The second is the eventListener.js file, which running endlessly.

//import stateManager from first file
import { stateManager } from "./src/controller.js";

/**
 * Here is part of the code
 * which starts the first file
 * as a Worker cron-task every 10 seconds
 * It doesn't block the thread.
 */
const bree = new Bree({
  logger: logger,
  jobs: []
});
bree.add({
  name: "state",
  interval: ms("10s")
})
bree.start();


// First listener
console.log('check');
stateManager.on('state', function firstListener(...args) {
  console.log('State updated', args);
});

After I launch the eventListener.js , the output which I see in the console is the following:

check
false
State updated [ 0 ]
 [LOGGER]  21-03-01 18:03:67  info : Worker for job "state" online
false
 [LOGGER]  21-03-01 18:03:08  info : Worker for job "state" exited with code 0
 //every 10 second then =>
 [LOGGER]  21-03-01 18:13:69  info : Worker for job "state" online
false
 [LOGGER]  21-03-01 18:13:06  info : Worker for job "state" exited with code 0

or if I export export const stateManager = new EventEmitter() from another (third file) not the state.js directly.

check
 [LOGGER]  21-03-01 18:03:23  info : Worker for job "state" online
false
 [LOGGER]  21-03-01 18:03:63  info : Worker for job "state" exited with code 0
 //every 10 second then =>
 [LOGGER]  21-03-01 18:13:23  info : Worker for job "state" online
false
 [LOGGER]  21-03-01 18:13:63  info : Worker for job "state" exited with code 0

So the task works fine, and the event listener never ends, but somehow, it doesn't react to state event or react only once, at the begining. Why such a problem could be? Since I have no other error in the console?

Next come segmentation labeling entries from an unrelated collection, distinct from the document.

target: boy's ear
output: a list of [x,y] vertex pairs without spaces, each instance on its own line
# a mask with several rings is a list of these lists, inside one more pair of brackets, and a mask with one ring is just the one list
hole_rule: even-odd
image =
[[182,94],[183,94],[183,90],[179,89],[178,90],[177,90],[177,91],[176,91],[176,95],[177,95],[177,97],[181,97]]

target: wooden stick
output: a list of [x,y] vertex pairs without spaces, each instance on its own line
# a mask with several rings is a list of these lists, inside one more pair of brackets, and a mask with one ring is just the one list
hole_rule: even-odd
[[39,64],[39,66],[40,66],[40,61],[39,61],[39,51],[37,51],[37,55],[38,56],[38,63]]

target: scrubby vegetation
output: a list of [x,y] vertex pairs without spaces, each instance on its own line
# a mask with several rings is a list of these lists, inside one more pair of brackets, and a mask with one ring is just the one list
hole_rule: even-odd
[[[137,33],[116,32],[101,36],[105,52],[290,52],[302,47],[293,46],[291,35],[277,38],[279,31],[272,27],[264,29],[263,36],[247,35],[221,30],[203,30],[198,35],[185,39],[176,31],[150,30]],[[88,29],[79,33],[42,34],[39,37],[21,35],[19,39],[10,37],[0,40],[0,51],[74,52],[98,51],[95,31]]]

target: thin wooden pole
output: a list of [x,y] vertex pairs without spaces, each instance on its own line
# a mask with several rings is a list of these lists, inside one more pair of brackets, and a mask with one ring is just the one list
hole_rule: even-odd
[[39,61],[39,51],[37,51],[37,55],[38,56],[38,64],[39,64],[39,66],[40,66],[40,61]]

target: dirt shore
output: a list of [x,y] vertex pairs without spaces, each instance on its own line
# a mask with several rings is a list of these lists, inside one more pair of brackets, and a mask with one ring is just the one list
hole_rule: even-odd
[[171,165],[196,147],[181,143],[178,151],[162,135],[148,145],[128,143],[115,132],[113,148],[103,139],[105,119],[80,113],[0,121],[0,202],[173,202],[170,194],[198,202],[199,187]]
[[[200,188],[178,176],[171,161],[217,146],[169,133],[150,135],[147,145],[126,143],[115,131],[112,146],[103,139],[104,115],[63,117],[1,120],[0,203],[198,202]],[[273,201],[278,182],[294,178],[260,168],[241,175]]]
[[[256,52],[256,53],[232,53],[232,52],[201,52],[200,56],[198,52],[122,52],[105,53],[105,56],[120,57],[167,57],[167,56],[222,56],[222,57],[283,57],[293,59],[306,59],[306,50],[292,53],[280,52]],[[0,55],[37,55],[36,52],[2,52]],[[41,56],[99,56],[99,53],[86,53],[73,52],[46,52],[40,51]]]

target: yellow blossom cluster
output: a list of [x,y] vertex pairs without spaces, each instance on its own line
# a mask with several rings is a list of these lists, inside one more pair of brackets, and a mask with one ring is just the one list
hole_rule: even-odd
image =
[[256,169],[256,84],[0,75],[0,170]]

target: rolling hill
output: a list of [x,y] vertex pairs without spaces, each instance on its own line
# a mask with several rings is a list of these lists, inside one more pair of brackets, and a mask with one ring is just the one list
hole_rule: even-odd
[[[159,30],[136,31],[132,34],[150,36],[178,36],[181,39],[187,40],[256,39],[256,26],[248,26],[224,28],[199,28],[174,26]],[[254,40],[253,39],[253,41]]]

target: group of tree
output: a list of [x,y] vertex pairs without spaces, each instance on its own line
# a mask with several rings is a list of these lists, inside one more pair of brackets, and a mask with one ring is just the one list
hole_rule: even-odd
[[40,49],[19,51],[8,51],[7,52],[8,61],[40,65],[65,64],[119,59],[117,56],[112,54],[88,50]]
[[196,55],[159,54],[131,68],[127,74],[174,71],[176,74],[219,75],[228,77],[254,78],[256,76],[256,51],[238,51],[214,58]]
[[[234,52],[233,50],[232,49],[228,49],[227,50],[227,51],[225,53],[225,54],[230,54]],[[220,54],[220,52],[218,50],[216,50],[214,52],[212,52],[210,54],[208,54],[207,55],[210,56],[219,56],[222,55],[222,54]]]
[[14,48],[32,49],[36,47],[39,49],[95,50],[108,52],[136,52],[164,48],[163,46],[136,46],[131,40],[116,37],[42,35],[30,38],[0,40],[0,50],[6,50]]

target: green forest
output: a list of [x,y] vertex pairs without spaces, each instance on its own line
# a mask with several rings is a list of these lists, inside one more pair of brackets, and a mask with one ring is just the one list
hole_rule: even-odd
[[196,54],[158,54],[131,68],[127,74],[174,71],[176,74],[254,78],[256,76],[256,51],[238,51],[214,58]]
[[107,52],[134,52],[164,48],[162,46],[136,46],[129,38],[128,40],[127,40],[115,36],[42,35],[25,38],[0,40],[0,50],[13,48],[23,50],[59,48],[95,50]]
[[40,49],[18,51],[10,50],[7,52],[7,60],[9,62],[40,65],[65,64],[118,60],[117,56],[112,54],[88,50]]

If it helps, I use bree.js as a job queue manager, which actually runs the cron-task itself.

Solution

I guess I have found the solution to the problem, but I couldn't understand the reason itself.

In my case, it's better to use not the events library, but worker_threads , so the code now looks like that:

import { parentPort } from "worker_threads";
import tasklist from 'tasklist';

//IIFE working every 10 seconds via cron task, from the file below
(async () => {
  const processes = await tasklist();
  const exist = processes.find(({imageName}) => imageName === 'process.exe');
  if (parentPort) parentPort.postMessage({ state: !!exist })
})();

and the eventListener receive side looks like:

bree.on('worker created', (name) => {
  bree.workers[name].on('message', (message) => {
    console.log(message);  // Prints { state: !!exist }
  })
});

So the messages from the first file have been delivered successfully. But I'll be very glad if someone, will explain it to me, why events library can't deliver messages between different works, even if the eventListener has been exported correctly.

Bree basically starts a new process. What you got there is the equivalent of doing:

node eventListener.js

And then:

node state.js

Every 10 seconds. There's an Event Emitter being created every 10 seconds but there's no listener attached to it, because that's on your eventListener.js file which isn't being run, just state.js every 10 seconds.

Bree might be overkill for this, you could just use setInterval or a setTimeout loop. These are async anyway and you aren't doing anything heavy on the JS side so you shouldn't be blocking as much. Though if you do want to use workers, your solution seems OK to me. Might be easier to just work with workers directly and forgo Bree .

Another option would be to set up Bree with eventListener on a separate file. You just run that other file (which will run all your program every 10 seconds).

Seems I understand the reason for such behavior, but I am not sure that it's the Bree issue itself.

Just don't use the IIFE function as a build-in cron-task of Bree. Instead of that, use the cron-task inside the file. Doesn't matter how exactly you'll do it, via await sleep(time) and recursion, or via the node-scheduler module itself.